Celgene has entered a strategic collaboration to manufacture and market BeiGene’s protein 1 (PD-1) inhibitor, BGB-A317, for the treatment of patients with solid tumour cancers.
Under the deal, BeiGene will retain exclusive rights for the development and commercialisation of its investigational anti-programmed cell death PD-1 inhibitor to treat haematological malignancies worldwide and solid tumours in Asia, with the exception of Japan.
The company will buy Celgene’s commercial operations in China and receive an exclusive licence to commercialise its approved therapies, Abraxane, Revlimid and Vidaza in the country.

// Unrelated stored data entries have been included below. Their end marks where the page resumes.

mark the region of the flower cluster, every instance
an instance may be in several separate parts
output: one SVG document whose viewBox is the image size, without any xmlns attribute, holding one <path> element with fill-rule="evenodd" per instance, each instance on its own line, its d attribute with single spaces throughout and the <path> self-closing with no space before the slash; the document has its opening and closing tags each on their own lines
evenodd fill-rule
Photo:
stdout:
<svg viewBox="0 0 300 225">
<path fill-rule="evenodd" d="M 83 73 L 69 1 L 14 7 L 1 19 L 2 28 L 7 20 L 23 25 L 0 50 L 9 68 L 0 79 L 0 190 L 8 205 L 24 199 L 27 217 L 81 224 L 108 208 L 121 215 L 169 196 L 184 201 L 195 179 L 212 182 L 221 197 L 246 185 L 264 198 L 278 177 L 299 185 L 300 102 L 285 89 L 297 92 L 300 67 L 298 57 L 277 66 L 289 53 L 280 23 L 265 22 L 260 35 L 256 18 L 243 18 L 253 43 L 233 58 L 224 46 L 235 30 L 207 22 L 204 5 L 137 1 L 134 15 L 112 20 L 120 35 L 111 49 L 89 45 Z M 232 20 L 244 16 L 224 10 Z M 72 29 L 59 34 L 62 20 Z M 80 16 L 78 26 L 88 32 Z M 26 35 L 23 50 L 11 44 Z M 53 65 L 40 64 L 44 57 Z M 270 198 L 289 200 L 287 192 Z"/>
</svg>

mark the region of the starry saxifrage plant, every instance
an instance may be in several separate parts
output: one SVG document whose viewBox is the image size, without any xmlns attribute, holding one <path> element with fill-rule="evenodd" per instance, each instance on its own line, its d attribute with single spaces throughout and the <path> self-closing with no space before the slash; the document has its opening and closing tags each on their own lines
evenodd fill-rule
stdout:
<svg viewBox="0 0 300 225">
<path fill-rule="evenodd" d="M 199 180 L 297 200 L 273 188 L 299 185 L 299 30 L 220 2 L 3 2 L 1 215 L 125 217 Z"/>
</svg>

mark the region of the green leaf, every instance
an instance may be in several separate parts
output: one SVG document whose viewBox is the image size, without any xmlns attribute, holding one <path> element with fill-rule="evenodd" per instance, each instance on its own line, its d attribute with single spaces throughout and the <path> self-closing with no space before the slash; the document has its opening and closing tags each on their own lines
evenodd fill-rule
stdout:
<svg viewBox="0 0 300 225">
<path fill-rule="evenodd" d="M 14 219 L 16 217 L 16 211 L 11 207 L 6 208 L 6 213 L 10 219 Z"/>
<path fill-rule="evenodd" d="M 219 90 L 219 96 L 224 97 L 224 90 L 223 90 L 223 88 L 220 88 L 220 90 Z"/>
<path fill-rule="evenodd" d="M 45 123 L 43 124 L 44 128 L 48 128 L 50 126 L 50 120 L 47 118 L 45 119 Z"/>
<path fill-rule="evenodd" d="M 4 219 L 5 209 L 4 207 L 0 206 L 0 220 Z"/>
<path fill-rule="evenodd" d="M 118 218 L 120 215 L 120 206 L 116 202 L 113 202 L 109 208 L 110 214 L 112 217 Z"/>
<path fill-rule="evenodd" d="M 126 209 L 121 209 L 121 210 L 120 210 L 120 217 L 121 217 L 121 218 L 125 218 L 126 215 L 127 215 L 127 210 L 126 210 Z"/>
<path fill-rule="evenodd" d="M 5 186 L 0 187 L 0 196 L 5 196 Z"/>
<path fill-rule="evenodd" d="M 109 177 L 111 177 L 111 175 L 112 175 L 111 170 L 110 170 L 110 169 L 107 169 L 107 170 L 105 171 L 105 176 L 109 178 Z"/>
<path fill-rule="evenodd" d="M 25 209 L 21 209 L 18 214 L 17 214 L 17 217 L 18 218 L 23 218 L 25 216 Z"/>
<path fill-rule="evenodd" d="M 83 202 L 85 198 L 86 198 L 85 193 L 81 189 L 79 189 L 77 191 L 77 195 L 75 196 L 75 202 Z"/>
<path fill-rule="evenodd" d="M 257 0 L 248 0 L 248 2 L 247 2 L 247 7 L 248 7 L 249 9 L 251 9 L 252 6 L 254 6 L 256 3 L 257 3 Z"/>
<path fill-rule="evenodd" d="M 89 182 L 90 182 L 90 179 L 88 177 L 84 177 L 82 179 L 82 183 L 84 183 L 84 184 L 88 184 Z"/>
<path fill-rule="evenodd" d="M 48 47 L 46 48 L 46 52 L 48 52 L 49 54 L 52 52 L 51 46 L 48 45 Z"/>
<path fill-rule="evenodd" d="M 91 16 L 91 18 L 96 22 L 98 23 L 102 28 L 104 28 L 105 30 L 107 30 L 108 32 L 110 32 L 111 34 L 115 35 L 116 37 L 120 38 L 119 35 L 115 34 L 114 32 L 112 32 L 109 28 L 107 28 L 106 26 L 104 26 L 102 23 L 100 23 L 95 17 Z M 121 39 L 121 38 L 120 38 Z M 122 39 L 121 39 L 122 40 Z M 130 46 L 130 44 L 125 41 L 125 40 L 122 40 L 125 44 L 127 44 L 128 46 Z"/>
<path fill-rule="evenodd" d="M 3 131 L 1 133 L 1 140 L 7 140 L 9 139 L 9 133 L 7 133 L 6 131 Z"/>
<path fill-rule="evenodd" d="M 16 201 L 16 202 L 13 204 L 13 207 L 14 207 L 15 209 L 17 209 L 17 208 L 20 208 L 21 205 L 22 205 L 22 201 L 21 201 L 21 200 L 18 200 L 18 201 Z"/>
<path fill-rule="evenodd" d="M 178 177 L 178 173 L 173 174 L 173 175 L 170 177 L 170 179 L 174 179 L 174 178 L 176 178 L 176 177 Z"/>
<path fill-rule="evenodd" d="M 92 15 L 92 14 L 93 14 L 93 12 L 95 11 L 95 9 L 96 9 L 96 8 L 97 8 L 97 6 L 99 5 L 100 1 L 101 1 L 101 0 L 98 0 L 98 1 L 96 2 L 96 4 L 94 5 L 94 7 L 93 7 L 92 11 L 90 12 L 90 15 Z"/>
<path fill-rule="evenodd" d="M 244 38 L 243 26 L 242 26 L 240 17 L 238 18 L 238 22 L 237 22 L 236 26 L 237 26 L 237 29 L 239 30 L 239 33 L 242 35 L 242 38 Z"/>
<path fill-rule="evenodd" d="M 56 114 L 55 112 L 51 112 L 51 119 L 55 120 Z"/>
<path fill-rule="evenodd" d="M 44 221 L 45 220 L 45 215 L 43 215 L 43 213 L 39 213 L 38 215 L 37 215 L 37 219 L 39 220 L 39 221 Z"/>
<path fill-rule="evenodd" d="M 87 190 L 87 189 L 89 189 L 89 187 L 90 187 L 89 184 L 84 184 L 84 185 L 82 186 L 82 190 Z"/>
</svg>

Celgene CEO Mark Alles said: “The acquisition of BGB-A317 significantly accelerates and expands our opportunity to develop and deliver novel T-cell checkpoint inhibitor-based therapies in solid tumour cancers to patients worldwide and adds to our ongoing PD-L1 FUSION programme in haematological malignancies.”
BGB-A317 is an investigational humanised monoclonal antibody designed to bind to PD-1, a cell surface receptor that helps in downregulating the immune system by preventing the activation of T-cells.
Initial clinical data shows that BGB-A317 is well tolerated and demonstrates anti-tumour activity across a wide range of solid tumour types.
BGB-A317 is currently being developed as a monotherapy and in combination with other therapies for the treatment of solid tumour cancers.
The two companies will collaborate in the global development of BGB-A317, while BeiGene will retain the right to develop BGB-A317 in haematology and in combination with its other portfolio compounds.
Upon closing of the transaction, BeiGene will receive upfront licensing fees of $263m.
The company is eligible to receive up to $980m in the development, regulatory and sales milestone payments and royalties for future sales of BGB-A317.